Despite whatever hangups he may or may not have had about leading off, it didn’t show in his production. He ended up with 213 plate appearances out of this spot in the lineup, and hit .362/.394/.457. Pedroia was a huge part of the lineup all season, and was particularly important as the table-setter, consistently getting on base and setting things up for the rest of the dynamic offense. The Red Sox should be good offensively again in 2017, but their second baseman and leadoff man will need to be similar if they want to be elite again.
As I said, Pedroia was good all season and not just in that leadoff role. While staying healthy all season and accruing 698 plate appearances (11th most in baseball), he hit .318/.376/.449. The power bounce-back got most of the headlines all year, but it was his on-base ability that really carried most of his offensive value. Pedroia finished the year 19th among qualified hitter in OBP. He did it, however, more on the back of a strong average than impeccable patience.

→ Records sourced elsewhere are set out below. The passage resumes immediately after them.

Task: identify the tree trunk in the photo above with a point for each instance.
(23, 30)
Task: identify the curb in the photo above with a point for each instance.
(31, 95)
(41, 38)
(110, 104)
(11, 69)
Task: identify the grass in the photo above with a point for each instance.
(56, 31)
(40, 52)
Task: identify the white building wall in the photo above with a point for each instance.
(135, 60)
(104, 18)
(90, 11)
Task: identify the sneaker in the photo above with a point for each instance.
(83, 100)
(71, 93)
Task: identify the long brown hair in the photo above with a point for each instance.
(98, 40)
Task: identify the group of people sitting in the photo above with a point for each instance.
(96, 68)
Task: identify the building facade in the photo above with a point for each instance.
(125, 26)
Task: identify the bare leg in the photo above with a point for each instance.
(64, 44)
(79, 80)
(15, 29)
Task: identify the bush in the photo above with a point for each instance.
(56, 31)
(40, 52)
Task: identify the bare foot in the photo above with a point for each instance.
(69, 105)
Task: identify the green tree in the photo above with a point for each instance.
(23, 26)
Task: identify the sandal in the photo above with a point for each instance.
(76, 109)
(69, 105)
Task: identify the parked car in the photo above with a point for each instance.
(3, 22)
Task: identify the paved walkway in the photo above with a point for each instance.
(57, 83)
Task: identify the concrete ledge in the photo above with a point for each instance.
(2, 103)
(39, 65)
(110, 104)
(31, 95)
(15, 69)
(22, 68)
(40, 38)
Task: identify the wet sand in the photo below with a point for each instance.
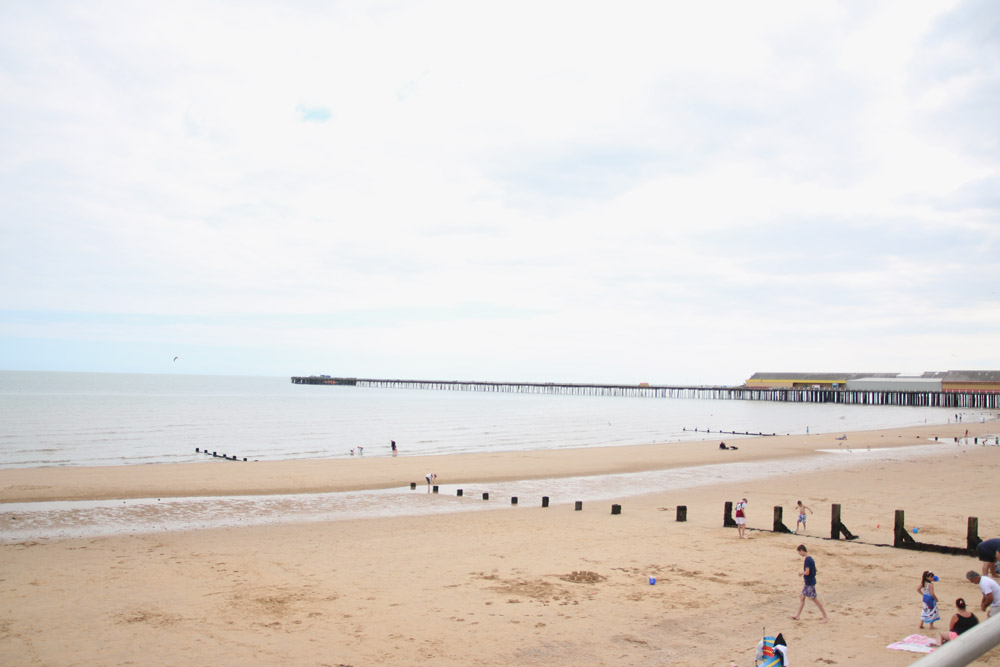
(517, 585)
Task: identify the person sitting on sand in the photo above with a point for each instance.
(960, 622)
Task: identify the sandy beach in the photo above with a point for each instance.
(520, 585)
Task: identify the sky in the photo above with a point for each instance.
(662, 192)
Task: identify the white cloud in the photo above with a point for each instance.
(612, 186)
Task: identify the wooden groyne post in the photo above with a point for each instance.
(837, 527)
(972, 534)
(902, 539)
(779, 526)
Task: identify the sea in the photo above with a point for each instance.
(100, 419)
(97, 419)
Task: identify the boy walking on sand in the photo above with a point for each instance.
(808, 574)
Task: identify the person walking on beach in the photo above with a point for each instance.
(988, 552)
(741, 516)
(990, 590)
(928, 613)
(802, 509)
(808, 575)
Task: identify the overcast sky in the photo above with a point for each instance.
(664, 192)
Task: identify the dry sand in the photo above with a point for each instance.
(516, 586)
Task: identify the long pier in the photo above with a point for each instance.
(935, 399)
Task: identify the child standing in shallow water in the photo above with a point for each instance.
(929, 613)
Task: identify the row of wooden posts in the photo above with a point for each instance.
(615, 509)
(901, 537)
(218, 456)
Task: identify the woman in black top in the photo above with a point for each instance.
(960, 622)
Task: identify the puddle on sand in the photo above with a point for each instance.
(79, 519)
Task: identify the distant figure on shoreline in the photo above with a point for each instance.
(802, 509)
(741, 517)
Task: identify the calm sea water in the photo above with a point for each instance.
(57, 419)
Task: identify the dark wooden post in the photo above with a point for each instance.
(972, 535)
(727, 520)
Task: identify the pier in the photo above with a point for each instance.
(984, 400)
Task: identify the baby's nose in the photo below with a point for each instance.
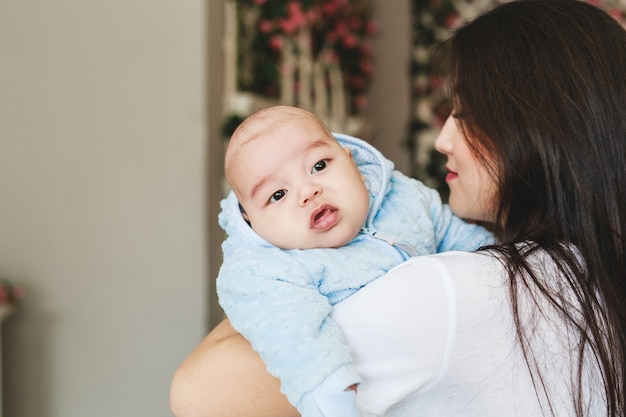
(310, 193)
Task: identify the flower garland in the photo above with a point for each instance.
(339, 28)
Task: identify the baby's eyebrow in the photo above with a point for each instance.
(258, 185)
(318, 143)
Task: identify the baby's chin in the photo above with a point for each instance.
(326, 241)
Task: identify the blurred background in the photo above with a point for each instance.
(113, 120)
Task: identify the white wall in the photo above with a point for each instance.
(103, 131)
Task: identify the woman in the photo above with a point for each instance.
(535, 325)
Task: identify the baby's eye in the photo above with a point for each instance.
(319, 165)
(277, 196)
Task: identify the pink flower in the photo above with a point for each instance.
(349, 41)
(276, 42)
(367, 67)
(371, 28)
(265, 26)
(18, 292)
(356, 23)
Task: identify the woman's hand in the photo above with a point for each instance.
(224, 377)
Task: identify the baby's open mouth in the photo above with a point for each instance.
(324, 218)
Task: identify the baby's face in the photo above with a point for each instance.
(299, 188)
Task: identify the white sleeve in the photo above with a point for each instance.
(400, 329)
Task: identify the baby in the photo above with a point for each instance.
(312, 218)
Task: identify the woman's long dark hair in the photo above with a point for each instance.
(540, 87)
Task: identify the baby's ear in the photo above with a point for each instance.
(244, 214)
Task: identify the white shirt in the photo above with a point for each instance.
(436, 337)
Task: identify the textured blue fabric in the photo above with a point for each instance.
(280, 300)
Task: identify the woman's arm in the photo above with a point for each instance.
(224, 377)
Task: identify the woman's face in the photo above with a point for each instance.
(472, 186)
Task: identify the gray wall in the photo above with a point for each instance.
(389, 108)
(102, 216)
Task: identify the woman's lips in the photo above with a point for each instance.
(324, 217)
(451, 175)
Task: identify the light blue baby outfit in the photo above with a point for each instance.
(280, 300)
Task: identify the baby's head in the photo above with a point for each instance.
(298, 188)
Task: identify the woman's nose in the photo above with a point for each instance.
(443, 143)
(309, 193)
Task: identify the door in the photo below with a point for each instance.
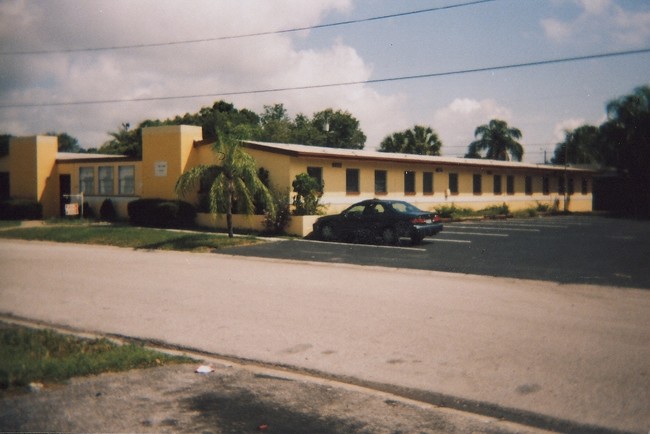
(65, 185)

The question is whether or not that is a repeatable skill?
For the most part, it should be. Part of Pedroia’s high AVG was certainly due to a career-high batting average on balls in play, which one would reasonably expect to come down. More on that in a minute. The other part of it was his low strikeout rate, which should be more sustainable. At a time when strikeouts are higher than ever, Pedroia was set down by way of the K just over ten percent of the time, the seventh lowest rate in baseball. While it’s a little lower than the past few years, it’s right in line with where he’s been for most of his career, and it’s safe to assume he can stay there again.

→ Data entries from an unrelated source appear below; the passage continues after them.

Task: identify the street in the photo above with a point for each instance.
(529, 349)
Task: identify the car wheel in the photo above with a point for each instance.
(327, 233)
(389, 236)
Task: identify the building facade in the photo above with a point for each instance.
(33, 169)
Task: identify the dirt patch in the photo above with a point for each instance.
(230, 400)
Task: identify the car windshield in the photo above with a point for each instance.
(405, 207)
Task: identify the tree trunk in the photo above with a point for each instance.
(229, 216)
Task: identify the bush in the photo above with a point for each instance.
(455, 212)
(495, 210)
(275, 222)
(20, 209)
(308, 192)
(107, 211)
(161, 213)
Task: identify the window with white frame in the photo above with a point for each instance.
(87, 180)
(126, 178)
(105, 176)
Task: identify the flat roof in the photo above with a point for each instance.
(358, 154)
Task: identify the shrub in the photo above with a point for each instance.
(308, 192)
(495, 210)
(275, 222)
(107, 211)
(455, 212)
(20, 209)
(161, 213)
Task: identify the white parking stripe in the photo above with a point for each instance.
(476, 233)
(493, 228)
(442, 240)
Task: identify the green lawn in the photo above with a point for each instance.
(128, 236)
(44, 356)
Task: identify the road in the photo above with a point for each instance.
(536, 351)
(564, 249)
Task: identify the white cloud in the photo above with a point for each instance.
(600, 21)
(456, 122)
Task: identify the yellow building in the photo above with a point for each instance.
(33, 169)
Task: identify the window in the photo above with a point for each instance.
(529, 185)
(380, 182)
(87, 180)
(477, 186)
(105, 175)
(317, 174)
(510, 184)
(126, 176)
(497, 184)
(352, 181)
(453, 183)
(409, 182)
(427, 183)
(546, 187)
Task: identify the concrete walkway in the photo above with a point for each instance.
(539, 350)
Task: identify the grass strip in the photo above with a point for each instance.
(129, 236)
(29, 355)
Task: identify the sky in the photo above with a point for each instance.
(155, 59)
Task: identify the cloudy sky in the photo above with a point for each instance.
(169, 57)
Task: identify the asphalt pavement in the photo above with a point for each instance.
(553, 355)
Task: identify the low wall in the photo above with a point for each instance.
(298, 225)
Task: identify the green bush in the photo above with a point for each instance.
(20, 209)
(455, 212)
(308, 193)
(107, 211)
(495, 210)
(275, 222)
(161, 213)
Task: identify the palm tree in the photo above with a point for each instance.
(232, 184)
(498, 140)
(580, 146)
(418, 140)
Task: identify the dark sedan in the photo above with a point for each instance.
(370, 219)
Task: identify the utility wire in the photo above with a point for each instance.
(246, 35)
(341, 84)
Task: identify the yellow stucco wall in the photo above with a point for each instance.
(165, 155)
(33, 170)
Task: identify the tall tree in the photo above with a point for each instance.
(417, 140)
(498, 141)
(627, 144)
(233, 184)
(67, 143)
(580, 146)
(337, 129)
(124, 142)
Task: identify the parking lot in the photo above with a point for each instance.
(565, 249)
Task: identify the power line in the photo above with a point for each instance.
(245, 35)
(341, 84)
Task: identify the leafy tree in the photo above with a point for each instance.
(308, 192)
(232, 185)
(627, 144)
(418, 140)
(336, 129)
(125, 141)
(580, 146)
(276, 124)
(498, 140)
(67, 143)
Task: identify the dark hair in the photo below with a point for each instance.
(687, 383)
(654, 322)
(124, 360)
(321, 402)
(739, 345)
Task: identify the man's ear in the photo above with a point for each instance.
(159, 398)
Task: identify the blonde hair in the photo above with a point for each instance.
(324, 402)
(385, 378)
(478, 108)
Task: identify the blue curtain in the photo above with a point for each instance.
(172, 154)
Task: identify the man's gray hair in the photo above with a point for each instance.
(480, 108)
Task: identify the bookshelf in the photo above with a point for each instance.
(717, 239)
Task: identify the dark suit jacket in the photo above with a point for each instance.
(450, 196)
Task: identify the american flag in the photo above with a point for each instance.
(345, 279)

So, most of that .318 average will be sustainable just by virtue of putting the ball in play more than just about every other hitter in baseball. The BABIP, as previously mentioned, will come down some. His .339 mark was the 23rd best mark in the league. Now, to be fair, that’s not a totally outrageous number, as 22 qualified batters have maintained a BABIP at least that high over the last three seasons. On the other hand, Pedroia had never reached those heights.
The good news, though, is that any expected regression shouldn’t be very extreme at all. To start, the second baseman has never posted a full-season mark below .297, and hasn’t fallen below .300 since 2009. On top of that, he was a distinctly better hitter last season than in previous years, spraying line drives and hitting the ball with more authority. He truly looked like the hitter he was in his prime again. Both Fangraphs and Baseball Prospectus had his line drive rate up in 2016, and the former had his hard-hit rate up higher than ever. It’d be fair to expect him to take a step back in these areas next year as he’ll be a year older, but he should still finish with a BABIP in the .310-.320 range, keeping his overall AVG above .300.

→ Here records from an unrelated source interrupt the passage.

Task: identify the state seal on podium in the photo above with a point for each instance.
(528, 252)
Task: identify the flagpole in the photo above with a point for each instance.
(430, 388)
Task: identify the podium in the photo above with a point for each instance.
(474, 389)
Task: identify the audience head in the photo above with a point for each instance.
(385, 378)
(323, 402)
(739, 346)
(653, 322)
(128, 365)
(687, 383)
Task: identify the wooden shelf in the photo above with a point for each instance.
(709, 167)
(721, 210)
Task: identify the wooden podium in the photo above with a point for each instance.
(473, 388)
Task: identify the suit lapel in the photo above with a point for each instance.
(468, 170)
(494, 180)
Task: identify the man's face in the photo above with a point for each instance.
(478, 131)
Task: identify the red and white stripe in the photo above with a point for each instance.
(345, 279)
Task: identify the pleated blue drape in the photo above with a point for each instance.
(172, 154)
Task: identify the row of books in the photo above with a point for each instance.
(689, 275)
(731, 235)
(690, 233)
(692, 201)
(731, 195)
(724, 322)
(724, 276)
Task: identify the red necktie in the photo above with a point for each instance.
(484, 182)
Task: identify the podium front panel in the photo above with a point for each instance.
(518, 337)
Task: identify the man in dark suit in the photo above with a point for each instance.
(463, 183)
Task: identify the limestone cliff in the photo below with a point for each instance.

Pedroia could make up for that small loss by making a small gain in walk rate. His 8.7 walk rate was not bad, per se, but it was merely average. Unfortunately, it will be tough for him to make any real leap in this area. He’s a contact-oriented hitter who hits in a deep and terrifying lineup. This means pitchers will not want to pitch around him and put him on base for his supporting cast. The combination of his contact skills and pitchers throwing him strikes makes it hard for him to draw walks, despite his ability to control the zone.
All things considered, Pedroia should once again be a strength atop the lineup, even if his OBP is likely to come down just a bit. Given the loss of David Ortiz, the Red Sox lineup is due for a small step back this year. The rest of the crew should be back, though, and this includes the trio atop the lineup. With Pedroia likely returning to the leadoff spot, the offense is off to a good start.